Hello @shaoxiqian, I'm Gemini Code Assist1! I'm currently reviewing this pull request and will post my feedback shortly. In the meantime, here's a summary to help you and other reviewers quickly get up to speed!

This pull request introduces a comprehensive guide on mastering partitioned tables in TiDB. It covers critical aspects such as optimizing query performance through partition pruning and global indexes, efficiently managing bulk data deletion with DROP PARTITION versus TTL, mitigating write hotspots using hash/key partitioning, and best practices for managing new range partitions. The guide also provides a detailed comparison of methods for converting tables between partitioned and non-partitioned states, offering practical insights and recommendations for effective TiDB environment management.

Highlights

  • Query Optimization: Details how partition pruning enhances query efficiency and compares performance across non-partitioned, local index, and global index configurations, providing insights into when to use each.

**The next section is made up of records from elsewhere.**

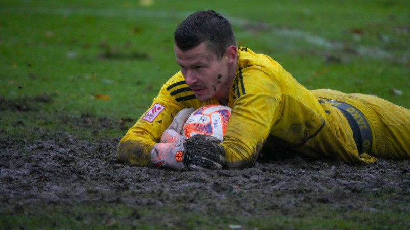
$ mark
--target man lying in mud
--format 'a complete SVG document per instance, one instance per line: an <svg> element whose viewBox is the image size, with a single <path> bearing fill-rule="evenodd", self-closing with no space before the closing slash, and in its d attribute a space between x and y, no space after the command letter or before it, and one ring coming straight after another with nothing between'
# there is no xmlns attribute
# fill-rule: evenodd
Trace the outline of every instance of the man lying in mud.
<svg viewBox="0 0 410 230"><path fill-rule="evenodd" d="M270 57L237 48L230 24L213 11L188 16L174 40L181 71L121 140L121 162L177 170L243 168L254 165L265 143L269 154L350 163L410 158L410 110L372 95L308 90ZM209 104L232 108L223 142L182 136L194 108Z"/></svg>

  • Bulk Data Deletion: Explores the efficiency of data cleanup using TTL versus direct partition drops, highlighting the significant performance advantages of DROP PARTITION and its implications for local vs. global indexes.

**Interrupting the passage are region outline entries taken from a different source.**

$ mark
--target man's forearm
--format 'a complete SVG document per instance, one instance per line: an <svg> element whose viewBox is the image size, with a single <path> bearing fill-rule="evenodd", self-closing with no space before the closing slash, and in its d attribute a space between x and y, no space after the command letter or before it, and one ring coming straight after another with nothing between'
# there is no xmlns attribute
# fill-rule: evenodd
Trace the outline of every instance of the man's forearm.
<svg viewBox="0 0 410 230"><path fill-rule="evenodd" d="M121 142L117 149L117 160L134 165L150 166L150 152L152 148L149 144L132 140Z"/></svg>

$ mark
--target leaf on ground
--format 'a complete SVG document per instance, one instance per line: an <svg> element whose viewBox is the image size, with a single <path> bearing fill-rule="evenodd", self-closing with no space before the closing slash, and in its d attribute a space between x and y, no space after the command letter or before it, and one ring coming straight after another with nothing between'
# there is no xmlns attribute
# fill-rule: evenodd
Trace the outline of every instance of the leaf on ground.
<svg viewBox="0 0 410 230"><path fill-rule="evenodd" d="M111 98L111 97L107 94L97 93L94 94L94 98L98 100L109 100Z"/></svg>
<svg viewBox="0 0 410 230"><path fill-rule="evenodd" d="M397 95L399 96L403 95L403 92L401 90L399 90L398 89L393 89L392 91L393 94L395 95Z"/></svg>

  • Write Hotspot Mitigation: Discusses strategies, particularly hash/key partitioning, to alleviate write hotspot issues caused by monotonically increasing primary keys, improving load distribution and throughput.

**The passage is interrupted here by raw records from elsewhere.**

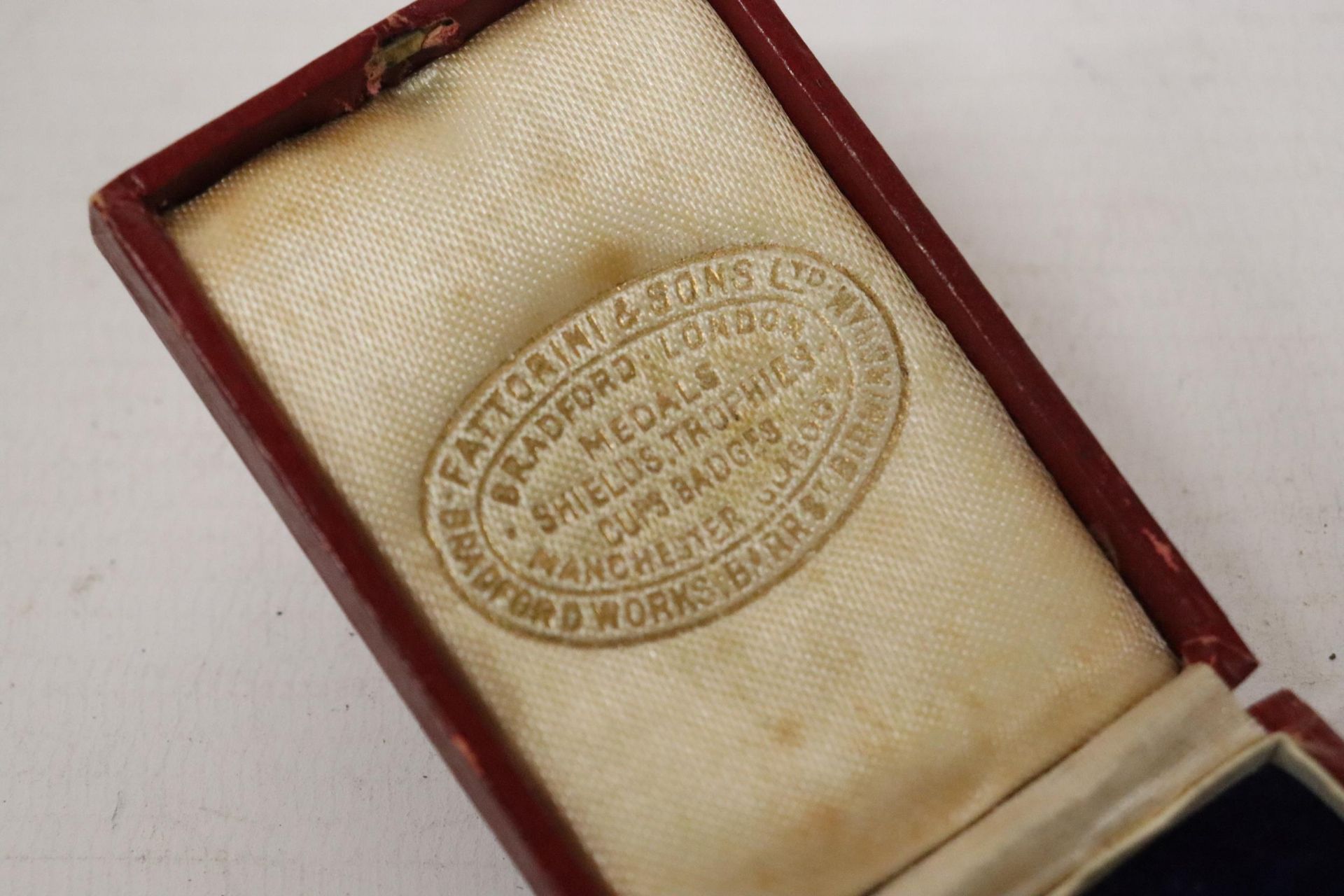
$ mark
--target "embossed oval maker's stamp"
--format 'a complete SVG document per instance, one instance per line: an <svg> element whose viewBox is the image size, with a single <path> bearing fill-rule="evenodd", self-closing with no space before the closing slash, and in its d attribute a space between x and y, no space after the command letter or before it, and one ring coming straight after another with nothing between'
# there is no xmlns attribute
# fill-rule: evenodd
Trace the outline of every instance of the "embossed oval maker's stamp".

  • Partition Management: Addresses common challenges like read and write hotspots in new range partitions and provides solutions using SHARD_ROW_ID_BITS, PRE_SPLIT_REGIONS, and region splitting for both NONCLUSTERED and CLUSTERED tables.
  • Table Conversion Methods: Compares the efficiency of various methods (Batch DML, Pipeline DML, IMPORT INTO, Online DDL) for converting between partitioned and non-partitioned tables, offering recommendations for optimal performance.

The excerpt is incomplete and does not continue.